Vibrant local democracy

I’ve just been for a short stroll across the Ruralville village green to the Village Hall. There, I placed two Xs on a ballot paper (I always find multiple choice questions to be much easier), reflecting my views on local issues and not on national ones.

Ruralville is a small ward, with around 250 voters. Voting here is never a chore, as there is never a queue and the short stroll is a chance to enjoy the view down the valley, admire the spring colours of the trees and listen to the cuckoos (birds, not politicians). The two ladies looking after polling today were not anticipating a high turnout (“we spotted you coming across the green, so we had a moment to hide our teas and paperbacks!”), although I did find another voter entering as I left the polling station, doubling the turnout.
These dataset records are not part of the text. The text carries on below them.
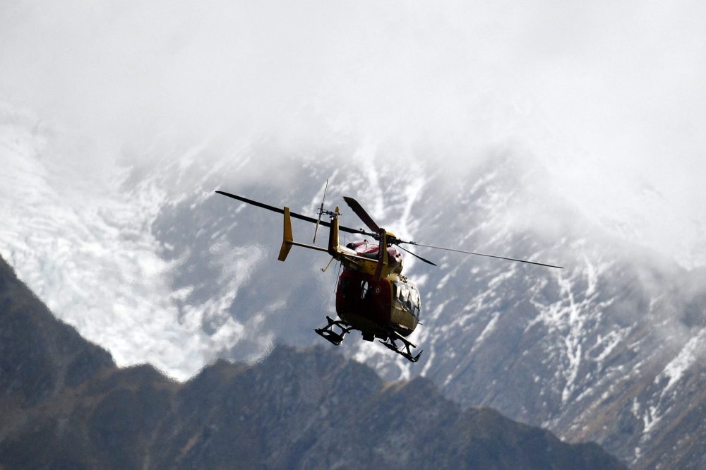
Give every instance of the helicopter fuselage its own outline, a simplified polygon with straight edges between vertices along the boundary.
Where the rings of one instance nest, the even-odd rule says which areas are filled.
[[[363,339],[387,338],[391,330],[411,334],[419,322],[419,291],[397,273],[376,279],[373,274],[345,269],[336,288],[336,313]]]

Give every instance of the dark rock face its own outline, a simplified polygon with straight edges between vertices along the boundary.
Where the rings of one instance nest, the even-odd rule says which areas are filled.
[[[389,383],[324,347],[219,361],[178,384],[55,320],[0,260],[0,467],[621,468],[429,380]]]

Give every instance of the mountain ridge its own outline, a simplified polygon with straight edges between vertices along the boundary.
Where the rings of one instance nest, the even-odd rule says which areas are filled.
[[[54,318],[1,258],[0,299],[1,402],[15,405],[0,418],[3,468],[621,466],[597,445],[566,444],[487,409],[462,411],[428,379],[385,382],[323,347],[277,345],[250,366],[220,360],[181,384],[149,365],[119,368]],[[30,321],[20,325],[22,316]],[[73,364],[36,396],[21,385],[47,366],[18,346],[28,337],[15,328],[28,326],[53,364]],[[28,356],[12,369],[18,347]]]

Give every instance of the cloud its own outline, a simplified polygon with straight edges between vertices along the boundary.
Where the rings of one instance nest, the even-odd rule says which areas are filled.
[[[706,6],[695,1],[0,8],[0,97],[106,155],[266,134],[292,146],[397,139],[462,167],[517,147],[596,219],[635,218],[603,212],[649,185],[662,215],[700,236]],[[648,244],[672,238],[644,229]]]

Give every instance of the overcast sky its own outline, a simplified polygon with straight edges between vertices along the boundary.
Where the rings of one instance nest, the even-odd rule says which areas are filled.
[[[2,2],[0,100],[106,155],[155,135],[251,133],[461,149],[452,165],[522,148],[587,212],[641,221],[645,243],[689,265],[684,250],[706,236],[705,13],[698,1]]]

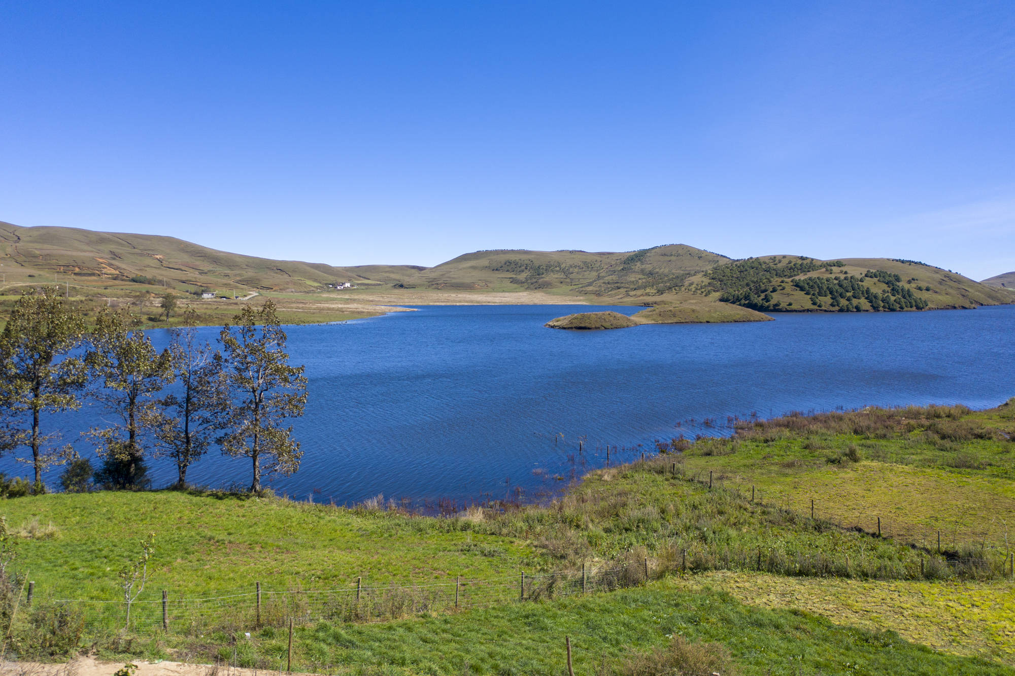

The question is, in a district where the council has been held by one party for 37 years, is it important to vote? Well, clearly the answer must be “yes”. If you are a supporter of the incumbents, then it is important that they have a clear mandate from the electorate to carry out their policies. If you do not support them, then clearly the only way to force change (excluding the possibility of riots on the streets or showering the local council offices with manure) is to use your vote and support an opposing candidate. And, since this is about local politicians applying policies at a local level, issues such as war, income tax and the NHS shouldn’t really come into it.

So, no matter what your politics are, if there is voting to be done in your ward today, go and use your vote. If you don’t and I then catch you moaning about some aspect of local services, don’t be surprised if I come round and give you a stern talking to.